Гамалей ожидал, что Абоянцев хоть тут попытается возразить ему, но тот только кивал — вернее, монотонно покачивал головой, как тибетский божок.
— Святая простота утопистов всех времен, — тихонько, как бы про себя, отозвался старый ученый, — до чего же она наивна, и до чего она притягательна! Нарисовать совершенный мир и непоколебимо верить в то, что люди потянутся к нему, как…
Он запнулся, подыскивая не слишком банальное сравнение.
«Ладно, — подумал Гамалей. — Ладно. Отдадим ему и самое любимое. Все равно он уже до всего сам допер. Могучий старик! Отдадим ему и „Сказку королевны“ — все равно лучше один раз увидеть, чем сто раз услышать».
— Вот так, — сказал он, нажимая привычную комбинацию цифр.
И тотчас же на экране возникла вершина солнечной горы, где в теплом безветрии затаилось туманное, чуть мерцающее Неведомое, прикинувшееся огромным одуванчиком. И, такое же слабое и беззащитное, как сам одуванчик, тянуло к нему ручонки несмышленое человеческое дитя, и было бы нестерпимо страшно за них обоих, если бы неусыпно и зорко не хранила бы их под своим исполинским крылом такая недобрая на первый взгляд страж-птица.
— М-да, — задумчиво проговорил Абоянцев, — но и это не человек. Это — человечество.
— Но, увы, не человечество Та-Кемта, — вздохнул Гамалей, с сожалением разглядывая рахитичное чадо. — А тем не менее этот одуванчик, как его условно называют, — это все-таки наш Колизей. Каким он видится с приличного расстояния. А мы, как это ни парадоксально, — столь привлекательные для вашего сердца утописты, ибо мы все без исключения веруем в то, что кемиты поглядят на нас годик-другой, да и потянутся создавать у себя под собственным носом лучший мир. По образу и подобию нашего.
— Почему же парадокс? В это веруют и на Большой Земле, насколько мне известно. Иначе не затевали бы всей экспедиции.
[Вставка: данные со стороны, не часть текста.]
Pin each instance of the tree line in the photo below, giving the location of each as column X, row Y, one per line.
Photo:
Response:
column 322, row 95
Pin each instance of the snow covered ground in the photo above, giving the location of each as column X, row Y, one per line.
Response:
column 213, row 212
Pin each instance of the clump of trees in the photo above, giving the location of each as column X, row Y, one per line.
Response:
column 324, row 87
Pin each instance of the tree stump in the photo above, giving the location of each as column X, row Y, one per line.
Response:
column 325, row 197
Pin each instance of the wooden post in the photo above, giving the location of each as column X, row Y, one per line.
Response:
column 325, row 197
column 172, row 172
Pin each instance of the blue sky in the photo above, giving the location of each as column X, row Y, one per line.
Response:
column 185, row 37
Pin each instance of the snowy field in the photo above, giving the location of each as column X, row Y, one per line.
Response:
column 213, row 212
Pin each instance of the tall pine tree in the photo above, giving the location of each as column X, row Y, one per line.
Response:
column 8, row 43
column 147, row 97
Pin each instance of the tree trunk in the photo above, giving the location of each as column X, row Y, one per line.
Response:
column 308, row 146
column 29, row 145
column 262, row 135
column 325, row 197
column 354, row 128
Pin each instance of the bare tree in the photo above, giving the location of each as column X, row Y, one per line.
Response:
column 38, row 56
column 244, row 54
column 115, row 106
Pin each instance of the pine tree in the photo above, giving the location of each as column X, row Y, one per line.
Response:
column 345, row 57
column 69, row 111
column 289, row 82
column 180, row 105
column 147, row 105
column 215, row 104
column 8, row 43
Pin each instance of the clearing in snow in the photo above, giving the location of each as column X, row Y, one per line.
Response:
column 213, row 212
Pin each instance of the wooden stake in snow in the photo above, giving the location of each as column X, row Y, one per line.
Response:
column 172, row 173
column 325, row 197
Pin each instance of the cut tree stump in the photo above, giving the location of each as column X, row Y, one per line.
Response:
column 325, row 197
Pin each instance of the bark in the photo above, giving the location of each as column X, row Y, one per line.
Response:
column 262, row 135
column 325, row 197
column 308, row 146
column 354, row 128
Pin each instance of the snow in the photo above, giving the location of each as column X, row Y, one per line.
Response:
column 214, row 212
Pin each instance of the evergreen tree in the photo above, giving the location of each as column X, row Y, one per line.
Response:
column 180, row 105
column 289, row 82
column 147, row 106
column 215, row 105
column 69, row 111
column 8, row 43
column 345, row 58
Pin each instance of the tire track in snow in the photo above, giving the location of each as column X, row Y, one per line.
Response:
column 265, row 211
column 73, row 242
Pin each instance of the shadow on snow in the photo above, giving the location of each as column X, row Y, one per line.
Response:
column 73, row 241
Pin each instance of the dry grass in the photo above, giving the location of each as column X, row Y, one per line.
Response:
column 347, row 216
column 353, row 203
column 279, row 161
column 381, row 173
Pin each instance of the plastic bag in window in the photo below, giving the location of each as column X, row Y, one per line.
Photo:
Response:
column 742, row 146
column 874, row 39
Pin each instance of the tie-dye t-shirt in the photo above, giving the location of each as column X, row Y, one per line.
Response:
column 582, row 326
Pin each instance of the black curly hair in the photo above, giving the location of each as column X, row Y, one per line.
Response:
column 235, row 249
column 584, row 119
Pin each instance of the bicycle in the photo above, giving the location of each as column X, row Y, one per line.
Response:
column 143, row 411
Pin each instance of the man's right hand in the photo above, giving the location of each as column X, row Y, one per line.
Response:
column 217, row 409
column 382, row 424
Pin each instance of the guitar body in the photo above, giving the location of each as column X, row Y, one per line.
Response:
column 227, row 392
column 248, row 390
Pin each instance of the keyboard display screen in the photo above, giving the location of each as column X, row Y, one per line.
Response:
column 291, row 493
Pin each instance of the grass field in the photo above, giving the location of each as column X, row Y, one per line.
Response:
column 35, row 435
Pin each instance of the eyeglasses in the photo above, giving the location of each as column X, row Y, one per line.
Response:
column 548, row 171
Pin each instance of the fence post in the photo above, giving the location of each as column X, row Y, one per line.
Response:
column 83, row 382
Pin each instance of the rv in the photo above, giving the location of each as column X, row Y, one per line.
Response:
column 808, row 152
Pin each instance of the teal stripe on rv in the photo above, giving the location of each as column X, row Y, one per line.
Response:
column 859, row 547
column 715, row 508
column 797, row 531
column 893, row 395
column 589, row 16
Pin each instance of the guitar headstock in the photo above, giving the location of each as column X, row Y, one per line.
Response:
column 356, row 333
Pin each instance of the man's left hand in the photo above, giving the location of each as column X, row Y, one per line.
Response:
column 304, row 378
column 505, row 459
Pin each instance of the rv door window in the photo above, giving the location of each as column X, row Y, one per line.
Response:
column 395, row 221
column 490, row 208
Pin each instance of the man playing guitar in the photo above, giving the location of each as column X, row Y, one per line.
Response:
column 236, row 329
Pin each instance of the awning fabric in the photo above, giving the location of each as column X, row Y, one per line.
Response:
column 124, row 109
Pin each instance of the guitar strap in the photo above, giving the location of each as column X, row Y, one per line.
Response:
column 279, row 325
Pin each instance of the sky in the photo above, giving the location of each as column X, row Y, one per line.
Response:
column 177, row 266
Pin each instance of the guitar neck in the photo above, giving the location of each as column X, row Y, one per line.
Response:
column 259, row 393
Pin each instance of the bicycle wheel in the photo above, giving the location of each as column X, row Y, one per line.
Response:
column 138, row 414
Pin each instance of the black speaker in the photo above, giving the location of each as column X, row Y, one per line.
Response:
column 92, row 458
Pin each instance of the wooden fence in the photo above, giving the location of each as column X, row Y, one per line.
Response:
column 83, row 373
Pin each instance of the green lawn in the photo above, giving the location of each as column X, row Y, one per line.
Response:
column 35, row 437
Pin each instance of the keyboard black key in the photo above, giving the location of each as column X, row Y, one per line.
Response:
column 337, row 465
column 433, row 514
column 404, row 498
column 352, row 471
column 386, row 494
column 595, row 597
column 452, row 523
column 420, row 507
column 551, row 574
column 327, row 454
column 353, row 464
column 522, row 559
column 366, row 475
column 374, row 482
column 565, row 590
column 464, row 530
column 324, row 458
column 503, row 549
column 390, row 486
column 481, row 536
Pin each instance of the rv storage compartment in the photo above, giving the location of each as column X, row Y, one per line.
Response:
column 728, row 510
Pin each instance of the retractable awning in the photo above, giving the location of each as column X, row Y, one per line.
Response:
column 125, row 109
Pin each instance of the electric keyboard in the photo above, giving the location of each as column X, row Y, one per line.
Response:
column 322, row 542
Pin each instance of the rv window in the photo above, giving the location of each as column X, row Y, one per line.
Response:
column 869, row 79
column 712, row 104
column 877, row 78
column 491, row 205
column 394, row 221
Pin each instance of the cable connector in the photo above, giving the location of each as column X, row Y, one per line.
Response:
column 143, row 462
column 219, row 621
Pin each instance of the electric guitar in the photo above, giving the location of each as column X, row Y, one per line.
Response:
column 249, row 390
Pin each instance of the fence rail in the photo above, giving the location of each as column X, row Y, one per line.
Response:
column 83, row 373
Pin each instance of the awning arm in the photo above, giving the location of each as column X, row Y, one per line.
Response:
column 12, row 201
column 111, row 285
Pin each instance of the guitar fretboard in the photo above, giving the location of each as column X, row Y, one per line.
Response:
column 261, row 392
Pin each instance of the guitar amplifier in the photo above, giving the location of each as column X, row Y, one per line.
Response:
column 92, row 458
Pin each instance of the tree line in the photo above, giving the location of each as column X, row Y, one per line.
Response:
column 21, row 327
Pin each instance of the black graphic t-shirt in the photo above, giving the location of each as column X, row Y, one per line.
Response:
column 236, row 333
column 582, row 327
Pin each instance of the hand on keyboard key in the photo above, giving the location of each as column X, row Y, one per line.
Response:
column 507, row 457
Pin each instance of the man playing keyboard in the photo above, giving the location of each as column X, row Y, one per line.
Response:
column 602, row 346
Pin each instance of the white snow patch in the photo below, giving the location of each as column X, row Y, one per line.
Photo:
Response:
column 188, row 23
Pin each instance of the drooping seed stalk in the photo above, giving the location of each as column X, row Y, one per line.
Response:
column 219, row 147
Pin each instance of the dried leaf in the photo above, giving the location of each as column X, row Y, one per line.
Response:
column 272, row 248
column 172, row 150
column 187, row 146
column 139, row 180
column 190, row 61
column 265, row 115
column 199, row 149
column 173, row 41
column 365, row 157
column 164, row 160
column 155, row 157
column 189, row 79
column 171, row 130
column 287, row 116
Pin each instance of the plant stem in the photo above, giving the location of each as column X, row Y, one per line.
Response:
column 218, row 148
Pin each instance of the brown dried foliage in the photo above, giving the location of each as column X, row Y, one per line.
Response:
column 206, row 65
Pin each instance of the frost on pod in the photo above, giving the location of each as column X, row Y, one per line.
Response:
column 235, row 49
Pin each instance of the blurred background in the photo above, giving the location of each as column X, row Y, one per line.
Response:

Мы действительно утописты, но утописты нового уровня, ибо мы не описываем оптимальные миры, а создаем их, а главное, вернувшись к утопизму, который, как мне представляется, неотделим от истинно интеллигентного мировоззрения, мы очистились от скверны, которая поглотила человечество Земли на протяжении трех решительнейших веков ее истории: я имею в виду девятнадцатый, двадцатый, да и почти весь двадцать первый.
— Знаю я эту скверну, — без особого восторга отозвался Гамалей. — Скверна скоропалительности, нерасчетливости, ненаблюдательности. Вернее, все это в обратном порядке.
— Именно, голубчик, и-мен-но! Ибо ничего нет страшнее психики человека, на которого давит страх: успеть, только бы успеть — нажать спусковой крючок, пулеметную гашетку, пусковую кнопку. И обязательно — первым! В чем и состояла проблема выживаемости. Да что далеко ходить — вы сами только что, четверть часа назад, показывали мне подобного супермена, эдакого стрельца-удальца. Между прочим, он метил именно в эту страж-птицу. И в случае точного попадания обеспечивал себе небывалый трофей, а нашему условному чаду — или человечеству на самой заре — абсолютную незащищенность. Вот вам и прелесть истинно мужской стремительности — вскинул лук, натянул тетиву… Кстати, ваш мастер определенно симпатизировал своему герою. Еще бы! Начало двадцатого, героического века, века бешеных скоростей, молниеносных решений…
— Вы, как всегда, правы, — констатировал Гамалей.
Как всегда — абсолютно и омерзительно. И в последнем случае, насчет стрельца — с точностью до наоборот.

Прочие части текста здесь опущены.